Association of eating behavior with symptoms of pelvic floor disorders in middle-aged women: An observational study
- PMID: 39658908
- PMCID: PMC11632885
- DOI: 10.1177/17455057241305075
Association of eating behavior with symptoms of pelvic floor disorders in middle-aged women: An observational study
Abstract
Background: Estrogen deficiency during menopause, aging, reproductive history, and factors increasing intra-abdominal pressure may lead to structural and functional failure in the pelvic floor. Lifestyle choices, such as eating behavior, may contribute to pelvic floor disorders.
Objectives: The objective of the study was to investigate associations of eating behavior with symptoms of pelvic floor disorders, that is, stress urinary incontinence, urgency urinary incontinence, fecal incontinence, and constipation or defecation difficulties among middle-aged women.
Design: A cross-sectional, observational study was performed using a population sample of 1098 Finnish women aged 47-55 years.

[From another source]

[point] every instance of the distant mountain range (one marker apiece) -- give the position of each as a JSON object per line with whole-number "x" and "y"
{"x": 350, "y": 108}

Methods: Eating behavior, food consumption frequency, demographical, gynecological, and physical activity variables were assessed using self-report questionnaires. Logistic regression models were used to assess the associations of eating behavior, food frequency, and symptoms of pelvic floor disorders. Models were adjusted with demographical, gynecological, and physical activity variables.
Results: In adjusted models, middle-aged women with disordered eating style were more likely to experience the symptoms of stress urinary incontinence (odds ratio (OR) 1.5, p = 0.002), and constipation or defecation difficulties (OR 1.4, p = 0.041). Adding body mass index into the models abolished associations. Of the studied food items, more frequent consumption of ready-made, highly processed foods (OR 1.5, p = 0.001), and fast foods (OR 1.5, p = 0.005) were independently associated with symptoms of stress urinary incontinence regardless of eating style, whereas consuming ready-made foods (OR 1.4, p = 0.048) was associated with symptoms of urgency urinary incontinence. Daily consumption of fruits (OR 0.8, p = 0.034) was independently associated with symptoms of stress urinary incontinence. Furthermore, we observed that daily consumption of porridge was associated with symptoms of constipation or defecation difficulties (OR 1.7, p = 0.010) independently of eating style. Alcohol consumption (OR 0.9, p = 0.015) was inversely associated with constipation and defecation difficulties. Women with overall higher quality diet had lower odds for stress urinary incontinence (OR 0.9, p = 0.002).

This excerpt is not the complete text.